Between November 1989 and December 1990, German photographer Manfred Paul (born 1942) traveled along the East Berlin Wall with plate and Polaroid cameras. Mauer presents Paul’s analog black-and-white photographs of the Berlin Wall, capturing both the hope and uncertainty surrounding its dismantling.
Published by Spector Books. Text by Eugen Blume. Translation by Catherine Nichols.

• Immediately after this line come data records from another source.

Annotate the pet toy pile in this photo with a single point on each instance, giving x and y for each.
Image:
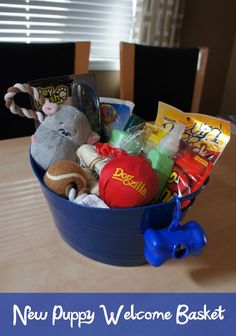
(131, 162)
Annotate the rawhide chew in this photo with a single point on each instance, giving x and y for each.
(63, 175)
(127, 181)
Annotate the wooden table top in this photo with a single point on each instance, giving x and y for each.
(34, 258)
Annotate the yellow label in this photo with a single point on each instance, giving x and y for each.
(207, 135)
(128, 180)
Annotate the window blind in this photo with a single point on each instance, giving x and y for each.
(105, 23)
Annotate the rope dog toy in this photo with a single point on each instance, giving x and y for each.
(23, 112)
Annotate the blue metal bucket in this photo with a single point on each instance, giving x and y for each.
(111, 236)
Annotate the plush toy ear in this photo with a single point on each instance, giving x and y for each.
(93, 138)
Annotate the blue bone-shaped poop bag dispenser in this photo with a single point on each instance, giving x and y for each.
(175, 242)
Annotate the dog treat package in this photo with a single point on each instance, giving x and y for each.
(202, 143)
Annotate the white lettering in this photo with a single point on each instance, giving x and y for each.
(79, 317)
(112, 319)
(183, 315)
(28, 314)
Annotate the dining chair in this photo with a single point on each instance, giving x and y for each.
(149, 74)
(22, 62)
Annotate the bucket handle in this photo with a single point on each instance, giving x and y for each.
(174, 242)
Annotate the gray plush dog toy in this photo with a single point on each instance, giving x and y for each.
(60, 133)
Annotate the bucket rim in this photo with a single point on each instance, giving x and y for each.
(35, 167)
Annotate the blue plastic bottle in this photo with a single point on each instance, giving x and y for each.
(162, 157)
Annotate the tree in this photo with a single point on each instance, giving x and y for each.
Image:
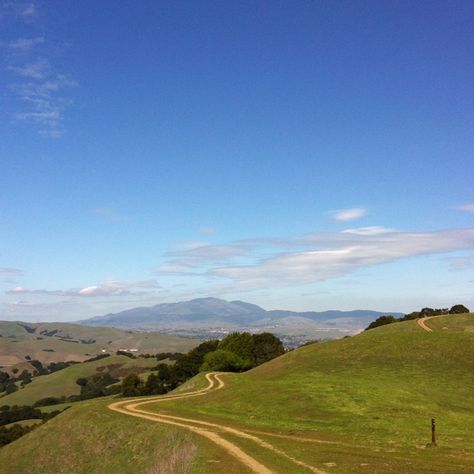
(132, 385)
(188, 365)
(266, 346)
(381, 321)
(225, 361)
(240, 343)
(458, 309)
(154, 385)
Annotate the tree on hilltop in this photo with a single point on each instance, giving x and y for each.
(458, 309)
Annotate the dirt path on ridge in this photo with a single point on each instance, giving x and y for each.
(207, 429)
(422, 322)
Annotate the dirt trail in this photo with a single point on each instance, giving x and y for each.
(422, 323)
(207, 429)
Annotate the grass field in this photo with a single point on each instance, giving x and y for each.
(57, 342)
(378, 390)
(362, 404)
(63, 382)
(90, 439)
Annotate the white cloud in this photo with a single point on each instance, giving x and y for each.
(25, 44)
(344, 215)
(373, 230)
(339, 254)
(466, 207)
(109, 214)
(41, 91)
(37, 69)
(206, 230)
(107, 288)
(459, 264)
(8, 271)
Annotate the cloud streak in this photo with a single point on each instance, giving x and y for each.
(466, 207)
(41, 92)
(346, 253)
(105, 289)
(109, 214)
(260, 263)
(344, 215)
(8, 271)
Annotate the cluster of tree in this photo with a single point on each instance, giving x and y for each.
(7, 383)
(97, 385)
(8, 435)
(235, 353)
(15, 414)
(424, 313)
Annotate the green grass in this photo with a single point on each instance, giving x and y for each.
(372, 395)
(70, 342)
(31, 422)
(90, 439)
(378, 389)
(63, 382)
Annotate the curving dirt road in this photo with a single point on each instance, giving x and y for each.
(422, 323)
(207, 429)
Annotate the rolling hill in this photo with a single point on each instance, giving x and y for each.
(59, 342)
(211, 317)
(360, 404)
(63, 382)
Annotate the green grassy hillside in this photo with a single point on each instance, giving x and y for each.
(364, 403)
(63, 382)
(57, 342)
(90, 439)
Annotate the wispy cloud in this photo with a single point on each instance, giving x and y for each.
(8, 271)
(24, 44)
(109, 214)
(260, 263)
(38, 69)
(344, 215)
(206, 230)
(197, 257)
(346, 252)
(372, 230)
(42, 92)
(459, 264)
(107, 288)
(466, 207)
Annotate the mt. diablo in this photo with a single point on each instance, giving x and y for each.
(211, 317)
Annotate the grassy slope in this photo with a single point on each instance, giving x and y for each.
(378, 389)
(63, 382)
(373, 394)
(16, 342)
(90, 439)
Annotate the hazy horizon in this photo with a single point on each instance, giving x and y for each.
(297, 155)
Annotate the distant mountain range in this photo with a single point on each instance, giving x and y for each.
(213, 317)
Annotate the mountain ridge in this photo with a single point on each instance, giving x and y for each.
(203, 317)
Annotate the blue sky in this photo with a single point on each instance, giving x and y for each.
(298, 155)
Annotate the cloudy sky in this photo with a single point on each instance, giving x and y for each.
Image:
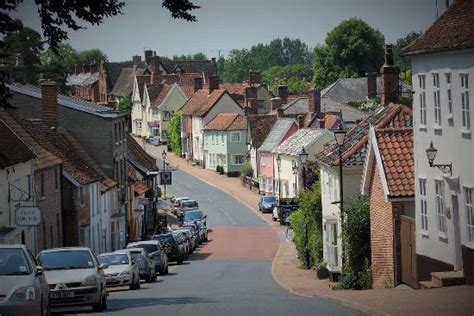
(227, 24)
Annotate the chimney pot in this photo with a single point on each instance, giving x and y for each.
(213, 83)
(283, 94)
(49, 99)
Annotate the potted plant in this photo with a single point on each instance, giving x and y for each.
(321, 270)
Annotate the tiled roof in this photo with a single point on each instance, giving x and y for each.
(453, 30)
(70, 102)
(45, 159)
(355, 144)
(136, 152)
(396, 151)
(303, 137)
(259, 127)
(202, 66)
(227, 122)
(277, 133)
(140, 188)
(201, 102)
(124, 85)
(158, 95)
(12, 149)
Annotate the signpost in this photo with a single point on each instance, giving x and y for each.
(27, 216)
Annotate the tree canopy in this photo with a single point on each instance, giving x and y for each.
(351, 49)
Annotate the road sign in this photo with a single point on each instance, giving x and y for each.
(165, 178)
(27, 216)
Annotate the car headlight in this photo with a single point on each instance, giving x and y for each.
(24, 294)
(90, 280)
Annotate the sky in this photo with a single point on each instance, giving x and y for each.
(226, 24)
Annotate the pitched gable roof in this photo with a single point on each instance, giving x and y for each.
(45, 159)
(259, 126)
(277, 133)
(201, 102)
(140, 156)
(227, 122)
(12, 149)
(452, 31)
(301, 138)
(355, 144)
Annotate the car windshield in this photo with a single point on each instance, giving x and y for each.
(269, 199)
(113, 259)
(148, 247)
(193, 215)
(66, 259)
(13, 262)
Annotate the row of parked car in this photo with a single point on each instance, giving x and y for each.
(75, 276)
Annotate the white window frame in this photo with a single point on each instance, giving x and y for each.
(422, 85)
(469, 206)
(439, 202)
(423, 206)
(465, 107)
(436, 99)
(232, 134)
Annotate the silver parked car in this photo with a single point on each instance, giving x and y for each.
(23, 287)
(75, 277)
(122, 269)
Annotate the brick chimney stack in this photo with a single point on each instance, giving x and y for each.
(255, 77)
(276, 103)
(198, 83)
(390, 78)
(49, 98)
(283, 94)
(213, 83)
(371, 85)
(137, 59)
(314, 101)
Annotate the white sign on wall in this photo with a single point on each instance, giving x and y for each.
(27, 216)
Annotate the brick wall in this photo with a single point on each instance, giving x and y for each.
(50, 230)
(381, 235)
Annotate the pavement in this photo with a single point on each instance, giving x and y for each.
(458, 300)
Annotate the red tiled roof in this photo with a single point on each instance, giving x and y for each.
(396, 151)
(259, 127)
(227, 122)
(453, 30)
(45, 159)
(140, 188)
(201, 102)
(12, 149)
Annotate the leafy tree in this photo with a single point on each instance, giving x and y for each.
(351, 49)
(125, 104)
(174, 133)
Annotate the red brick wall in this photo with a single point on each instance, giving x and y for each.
(381, 235)
(51, 210)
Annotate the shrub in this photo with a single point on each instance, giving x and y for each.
(356, 273)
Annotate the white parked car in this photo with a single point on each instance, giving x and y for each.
(75, 277)
(122, 269)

This series of still-life photographs by Manfred Paul was produced while the GDR still existed. As photographs, they go beyond the general symbols of still life; they are time doubly frozen: just as fish, leaves, and branches become frozen at the bottom of a lake, petrified in clear ice before the first snowfall, so the still life — a life without time — remains suspended, for as long as the picture’s materiality can withstand the ravages of time. Things are abandoned, with apparent carelessness — a bunch of tulips in a glass vase wilts in infinite beauty, their black-and-white sharpness emitting an almost painful appeal against the transience and replaceability of the blooms. In their irredeemable alienation they inevitably become a devotional mental image of human existence.
Published by Spector Books. Text by Hubertus van Amelunxen.
Manfred Paul is one of the main exponents of 'auteur photography', and as a teacher he opened the eyes of several generations of photographers and designers. The work En passant was created in passing in the period from 1986 to 1990 in East Berlin. It consists of severely cropped black-and-white pictures of women’s legs, which only reveal the lower half of the person portrayed: from the waist down, and sometimes only from the knee. They are all elegant, at times even glamorous, which leads us to indulge in further speculation about the women. The images observe a strict photographic language, as developed by the artists of the Neues Sehen movement a hundred years ago. However, Paul’s series can be clearly dated to the East Berlin of the 1980s — this is indicated by small details, such as broken cobblestone surfaces, sheer tights with a relatively coarse weave, or a characteristic style of shoe typical of that period.